# Having cable routing issues on my new S2...HELP!



## skygodmatt (May 24, 2005)

Man, 

I am so frustrated with the shifter cable routing on my new S2 I bought yesterday! I feel like throwing the thing off a cliff. Still can't get it. What's the secret? Also, if I do get it right, won't the tight bends degrade the shifting performance due to cable drag? I was thinking about getting NOKON cables for it since they bend tight and just paying the shop. 
What a major freaking PITA. 

Any experienced S2 builders want to chime in? 
Thanks for your help. 

-Matt ( the frustrated one) .


----------



## Guest (Aug 13, 2009)

http://www.competitivecyclist.com/za/CCY?PAGE=WHATS_NEW&WHATS_NEW.ID=257&PRSET_VERSION=1&RSS=TRUE

If you haven't read this maybe it will help.


----------



## skygodmatt (May 24, 2005)

I saw that.
My problem was routing the cables and housing inside the frame.

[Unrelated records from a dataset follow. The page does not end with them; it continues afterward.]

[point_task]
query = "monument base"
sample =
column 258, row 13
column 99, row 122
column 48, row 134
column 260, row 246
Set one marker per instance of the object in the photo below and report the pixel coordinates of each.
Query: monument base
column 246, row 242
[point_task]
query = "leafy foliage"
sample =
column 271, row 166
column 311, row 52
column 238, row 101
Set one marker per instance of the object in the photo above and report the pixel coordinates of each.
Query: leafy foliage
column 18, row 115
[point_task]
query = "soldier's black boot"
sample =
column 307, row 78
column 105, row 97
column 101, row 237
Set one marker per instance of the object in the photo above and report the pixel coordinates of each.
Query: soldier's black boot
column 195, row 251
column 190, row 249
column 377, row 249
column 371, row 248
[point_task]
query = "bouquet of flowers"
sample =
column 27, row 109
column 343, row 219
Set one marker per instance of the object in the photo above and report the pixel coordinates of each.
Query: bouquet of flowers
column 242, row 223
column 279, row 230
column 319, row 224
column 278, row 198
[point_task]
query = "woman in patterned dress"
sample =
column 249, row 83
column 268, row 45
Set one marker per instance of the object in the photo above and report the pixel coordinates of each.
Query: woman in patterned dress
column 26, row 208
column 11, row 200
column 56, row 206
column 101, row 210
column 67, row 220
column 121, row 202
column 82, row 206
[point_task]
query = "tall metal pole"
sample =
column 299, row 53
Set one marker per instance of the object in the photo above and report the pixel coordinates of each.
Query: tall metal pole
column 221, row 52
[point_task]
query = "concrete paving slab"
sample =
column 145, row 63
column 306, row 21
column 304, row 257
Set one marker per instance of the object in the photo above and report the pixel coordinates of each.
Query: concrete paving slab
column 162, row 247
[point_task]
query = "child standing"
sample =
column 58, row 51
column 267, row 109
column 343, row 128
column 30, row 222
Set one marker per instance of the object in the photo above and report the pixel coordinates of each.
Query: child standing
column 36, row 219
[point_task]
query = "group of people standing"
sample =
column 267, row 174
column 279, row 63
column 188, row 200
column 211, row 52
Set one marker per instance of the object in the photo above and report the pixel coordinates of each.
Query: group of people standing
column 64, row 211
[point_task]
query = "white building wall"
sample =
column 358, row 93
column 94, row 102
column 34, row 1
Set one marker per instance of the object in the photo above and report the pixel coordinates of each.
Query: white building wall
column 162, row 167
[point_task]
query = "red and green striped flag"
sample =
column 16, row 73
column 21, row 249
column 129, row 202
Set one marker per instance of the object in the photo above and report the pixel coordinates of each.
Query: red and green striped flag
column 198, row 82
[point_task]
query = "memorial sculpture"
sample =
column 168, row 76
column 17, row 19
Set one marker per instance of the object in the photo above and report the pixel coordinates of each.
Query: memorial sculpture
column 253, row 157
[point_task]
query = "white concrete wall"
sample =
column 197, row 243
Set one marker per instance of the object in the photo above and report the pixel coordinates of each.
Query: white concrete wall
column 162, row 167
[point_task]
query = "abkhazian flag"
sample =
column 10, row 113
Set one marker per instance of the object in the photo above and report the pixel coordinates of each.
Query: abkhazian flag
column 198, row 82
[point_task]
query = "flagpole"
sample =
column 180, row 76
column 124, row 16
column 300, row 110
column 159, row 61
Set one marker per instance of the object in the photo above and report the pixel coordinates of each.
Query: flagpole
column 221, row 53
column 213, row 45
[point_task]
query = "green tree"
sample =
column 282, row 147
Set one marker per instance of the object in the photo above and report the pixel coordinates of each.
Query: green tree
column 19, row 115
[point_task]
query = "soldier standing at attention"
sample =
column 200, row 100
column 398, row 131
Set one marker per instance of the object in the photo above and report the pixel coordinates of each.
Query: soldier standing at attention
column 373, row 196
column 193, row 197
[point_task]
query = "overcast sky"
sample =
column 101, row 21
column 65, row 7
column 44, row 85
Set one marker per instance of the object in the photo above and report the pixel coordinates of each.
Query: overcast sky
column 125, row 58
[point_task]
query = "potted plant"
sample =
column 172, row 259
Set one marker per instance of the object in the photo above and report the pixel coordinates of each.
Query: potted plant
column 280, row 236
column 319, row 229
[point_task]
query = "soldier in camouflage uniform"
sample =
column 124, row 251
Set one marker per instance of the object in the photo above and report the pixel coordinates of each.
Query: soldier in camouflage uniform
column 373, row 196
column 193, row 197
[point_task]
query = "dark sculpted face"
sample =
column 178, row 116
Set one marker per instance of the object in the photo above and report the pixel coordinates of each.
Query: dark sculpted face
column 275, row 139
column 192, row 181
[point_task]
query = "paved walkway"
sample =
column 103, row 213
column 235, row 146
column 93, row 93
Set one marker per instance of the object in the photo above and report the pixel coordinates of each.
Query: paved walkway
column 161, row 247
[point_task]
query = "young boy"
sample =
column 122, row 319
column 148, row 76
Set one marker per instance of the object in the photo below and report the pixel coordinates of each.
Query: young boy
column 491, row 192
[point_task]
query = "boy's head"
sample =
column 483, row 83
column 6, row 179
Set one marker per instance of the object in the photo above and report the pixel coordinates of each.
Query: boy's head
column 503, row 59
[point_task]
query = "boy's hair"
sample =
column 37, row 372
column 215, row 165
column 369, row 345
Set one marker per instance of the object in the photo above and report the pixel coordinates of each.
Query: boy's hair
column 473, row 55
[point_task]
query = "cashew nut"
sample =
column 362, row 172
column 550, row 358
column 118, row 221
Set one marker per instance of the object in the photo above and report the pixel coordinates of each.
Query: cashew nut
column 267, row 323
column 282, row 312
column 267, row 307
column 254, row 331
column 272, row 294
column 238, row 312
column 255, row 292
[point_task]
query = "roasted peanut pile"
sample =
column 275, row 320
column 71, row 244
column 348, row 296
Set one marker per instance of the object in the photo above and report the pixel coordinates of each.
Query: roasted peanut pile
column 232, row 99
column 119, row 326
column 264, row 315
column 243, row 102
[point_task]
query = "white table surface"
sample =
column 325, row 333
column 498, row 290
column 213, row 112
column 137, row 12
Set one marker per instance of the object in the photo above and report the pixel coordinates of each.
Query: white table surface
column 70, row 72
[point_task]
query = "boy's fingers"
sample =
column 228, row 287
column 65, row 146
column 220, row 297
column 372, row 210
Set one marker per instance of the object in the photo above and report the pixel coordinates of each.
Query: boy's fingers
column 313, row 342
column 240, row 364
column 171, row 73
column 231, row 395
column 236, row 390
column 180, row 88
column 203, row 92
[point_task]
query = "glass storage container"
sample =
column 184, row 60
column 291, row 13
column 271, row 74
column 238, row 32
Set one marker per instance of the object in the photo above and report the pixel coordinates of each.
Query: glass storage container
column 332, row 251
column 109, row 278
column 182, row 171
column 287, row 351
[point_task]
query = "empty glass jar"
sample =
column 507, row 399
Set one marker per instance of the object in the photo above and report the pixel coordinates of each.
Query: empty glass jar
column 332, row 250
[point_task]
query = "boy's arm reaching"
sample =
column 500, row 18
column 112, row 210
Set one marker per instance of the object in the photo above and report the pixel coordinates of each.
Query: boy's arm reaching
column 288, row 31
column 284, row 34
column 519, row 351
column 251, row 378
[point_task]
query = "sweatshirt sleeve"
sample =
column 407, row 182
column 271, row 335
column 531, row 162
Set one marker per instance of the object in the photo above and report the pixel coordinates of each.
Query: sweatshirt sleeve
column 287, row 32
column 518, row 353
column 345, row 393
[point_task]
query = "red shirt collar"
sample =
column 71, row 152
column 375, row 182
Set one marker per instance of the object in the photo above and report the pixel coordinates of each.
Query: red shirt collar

After a couple of hours I gave up. Today I brought it down to the Cervelo dealer and in 10 minutes they had it done. Just like that. 

Also, I routed the housings similar to Andy at Competitive Cyclist but used a piece of clear tubing instead. The housings go right over the top of the stem about a centimeter above and then split off at about 3/4 of the stems length. I can turn the bars 90 degrees and have zero interference and zero cable rub on both the frame and stem.. There is no friction on the cables themselves and I bought the Gore cables which are SMOOTH. 

I finished building it today and rode it to dial it in. My S2 is a stealth ship. Not a ping, pang,or pong even on the bumps. Total silence.
It's fantastic. 
Standby for a ride report with photos.
Thanks!


----------